Collins Bratton sees Woody Branch as a much-needed refuge for area residents. “It is high time we look south of I-30 because we have such beautiful green space here,” she said. “We need to add good park assets to all parts of the city that lack them.”
The greenspace investments already in the works under the Five Mile Creek Greenbelt master plan should pay off in scores of ways for underserved residents.

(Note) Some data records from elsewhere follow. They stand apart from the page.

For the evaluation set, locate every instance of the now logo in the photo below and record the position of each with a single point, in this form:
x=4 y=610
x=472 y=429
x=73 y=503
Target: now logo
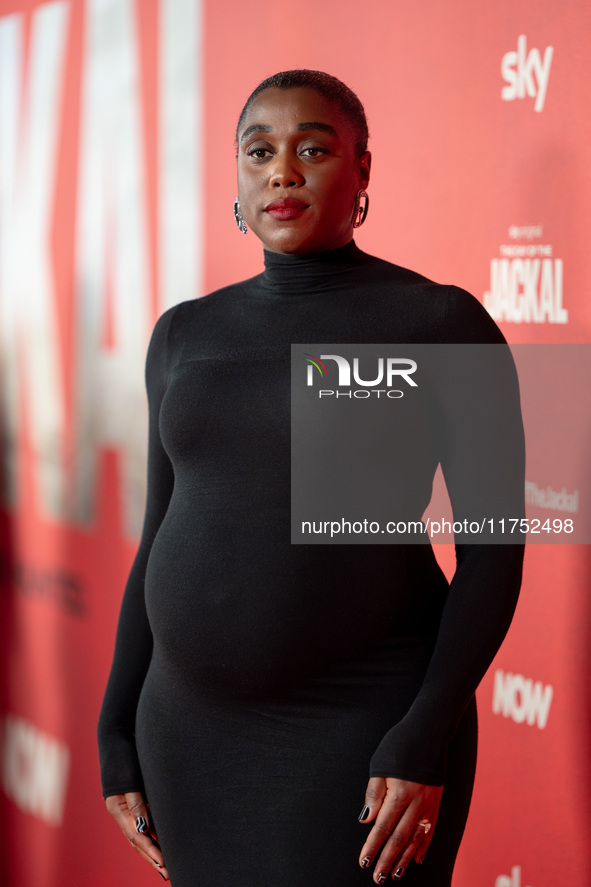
x=526 y=73
x=512 y=880
x=521 y=699
x=35 y=768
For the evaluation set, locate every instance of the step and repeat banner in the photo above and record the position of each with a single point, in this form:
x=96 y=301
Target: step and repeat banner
x=117 y=178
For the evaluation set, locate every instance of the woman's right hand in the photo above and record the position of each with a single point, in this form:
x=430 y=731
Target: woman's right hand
x=126 y=810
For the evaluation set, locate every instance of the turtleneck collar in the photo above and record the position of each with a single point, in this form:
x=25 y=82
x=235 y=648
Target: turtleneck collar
x=292 y=273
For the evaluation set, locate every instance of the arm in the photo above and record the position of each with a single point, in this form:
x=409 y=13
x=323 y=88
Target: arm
x=482 y=456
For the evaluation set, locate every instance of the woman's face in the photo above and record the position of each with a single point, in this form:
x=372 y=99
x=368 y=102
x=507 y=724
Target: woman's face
x=298 y=173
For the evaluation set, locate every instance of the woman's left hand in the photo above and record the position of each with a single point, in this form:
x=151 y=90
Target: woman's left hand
x=405 y=816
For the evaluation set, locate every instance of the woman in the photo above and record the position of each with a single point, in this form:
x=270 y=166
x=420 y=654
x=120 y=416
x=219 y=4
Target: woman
x=254 y=681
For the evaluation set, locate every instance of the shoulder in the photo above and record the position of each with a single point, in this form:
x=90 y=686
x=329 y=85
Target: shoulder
x=433 y=311
x=467 y=321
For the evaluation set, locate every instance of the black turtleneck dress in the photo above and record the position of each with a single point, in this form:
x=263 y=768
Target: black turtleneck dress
x=256 y=684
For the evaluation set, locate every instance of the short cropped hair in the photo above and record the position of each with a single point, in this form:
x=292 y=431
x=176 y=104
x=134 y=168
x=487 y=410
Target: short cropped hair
x=333 y=89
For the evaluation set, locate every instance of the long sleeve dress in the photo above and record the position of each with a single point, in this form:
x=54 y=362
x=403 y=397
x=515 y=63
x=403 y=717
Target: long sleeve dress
x=257 y=684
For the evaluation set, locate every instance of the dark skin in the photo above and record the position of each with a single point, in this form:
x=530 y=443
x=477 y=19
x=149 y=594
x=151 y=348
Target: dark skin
x=298 y=174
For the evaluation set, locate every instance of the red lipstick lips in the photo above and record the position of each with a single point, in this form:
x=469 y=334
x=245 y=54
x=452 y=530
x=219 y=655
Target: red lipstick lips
x=286 y=209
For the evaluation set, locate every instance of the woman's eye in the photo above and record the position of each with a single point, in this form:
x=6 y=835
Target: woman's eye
x=314 y=152
x=257 y=153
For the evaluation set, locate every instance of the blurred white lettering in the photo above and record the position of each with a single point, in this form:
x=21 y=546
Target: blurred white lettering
x=31 y=373
x=35 y=770
x=526 y=73
x=526 y=290
x=520 y=699
x=111 y=260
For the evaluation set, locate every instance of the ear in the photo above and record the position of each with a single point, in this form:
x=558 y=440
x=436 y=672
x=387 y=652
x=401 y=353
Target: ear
x=364 y=168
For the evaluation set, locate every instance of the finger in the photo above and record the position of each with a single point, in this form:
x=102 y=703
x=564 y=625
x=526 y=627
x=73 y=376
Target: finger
x=374 y=797
x=416 y=848
x=389 y=813
x=399 y=849
x=421 y=850
x=131 y=814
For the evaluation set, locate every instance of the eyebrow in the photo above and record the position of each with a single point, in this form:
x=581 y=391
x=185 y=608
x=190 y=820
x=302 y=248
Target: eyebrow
x=301 y=127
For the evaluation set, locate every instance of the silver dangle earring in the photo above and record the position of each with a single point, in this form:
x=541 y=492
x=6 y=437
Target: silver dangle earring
x=238 y=217
x=359 y=210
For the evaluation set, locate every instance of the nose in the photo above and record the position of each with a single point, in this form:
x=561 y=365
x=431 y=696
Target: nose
x=286 y=172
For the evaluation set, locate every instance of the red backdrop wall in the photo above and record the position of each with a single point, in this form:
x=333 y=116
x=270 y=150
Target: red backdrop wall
x=116 y=186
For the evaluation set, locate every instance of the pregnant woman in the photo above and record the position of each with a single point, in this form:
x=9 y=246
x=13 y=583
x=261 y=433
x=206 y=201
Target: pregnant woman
x=263 y=693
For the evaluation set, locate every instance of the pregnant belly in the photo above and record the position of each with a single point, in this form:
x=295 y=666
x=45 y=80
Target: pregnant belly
x=236 y=609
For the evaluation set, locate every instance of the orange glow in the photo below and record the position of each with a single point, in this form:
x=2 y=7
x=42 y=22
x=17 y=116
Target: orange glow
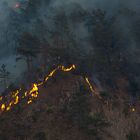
x=34 y=91
x=3 y=107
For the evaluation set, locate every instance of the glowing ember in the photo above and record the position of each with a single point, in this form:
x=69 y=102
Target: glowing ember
x=33 y=92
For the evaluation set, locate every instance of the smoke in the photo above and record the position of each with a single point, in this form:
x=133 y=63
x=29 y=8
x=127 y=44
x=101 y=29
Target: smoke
x=6 y=6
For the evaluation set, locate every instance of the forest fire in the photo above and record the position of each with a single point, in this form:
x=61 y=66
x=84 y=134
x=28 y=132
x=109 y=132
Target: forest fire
x=33 y=92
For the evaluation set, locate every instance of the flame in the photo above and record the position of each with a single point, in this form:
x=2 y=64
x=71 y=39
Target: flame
x=33 y=92
x=2 y=107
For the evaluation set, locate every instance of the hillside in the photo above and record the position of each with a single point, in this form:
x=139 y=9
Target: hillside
x=67 y=110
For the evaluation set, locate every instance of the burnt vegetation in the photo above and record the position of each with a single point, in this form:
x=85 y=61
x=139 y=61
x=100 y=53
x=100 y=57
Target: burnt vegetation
x=101 y=48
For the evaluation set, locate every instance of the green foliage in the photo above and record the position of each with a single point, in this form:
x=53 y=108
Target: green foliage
x=78 y=112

Of the 186,297 people living within the creek’s watershed, only 54% have access to a park or trail within a 10-minute walk of home, according to the Trust for Public Land.
The nonprofit is working through the final paperwork with the seller, Corinth Properties, and expects to have the land conveyed to the city next month.
With Glen Oaks neighbors in the lead, a task force will determine the best way to go about community meetings and other opinion-gathering from which a master plan can be devised.
Nothing has been decided, although nearby residents have expressed interest in a playground, gardens, picnic pavilion, paved walking paths, nature trails and a multipurpose athletic field.
City Council member Carolyn King Arnold, whose district includes the Woody Branch land, said before the Feb. 24 vote that she is excited to work with the stakeholders “to create a wonderful park that will be a landmark asset for generations to come.”
I don’t know about you, but these days I’m very much in need of some good news — and this new park plan is just that.
Those of us who’ve had the privilege of access to quality parks all these years are lucky. But Dallas is even luckier to have a champion like the Trust for Public Land take the lead in bringing amenities to underserved neighborhoods — with the pledge that the individual parks will be created in a likeness of what each community wants and deserves.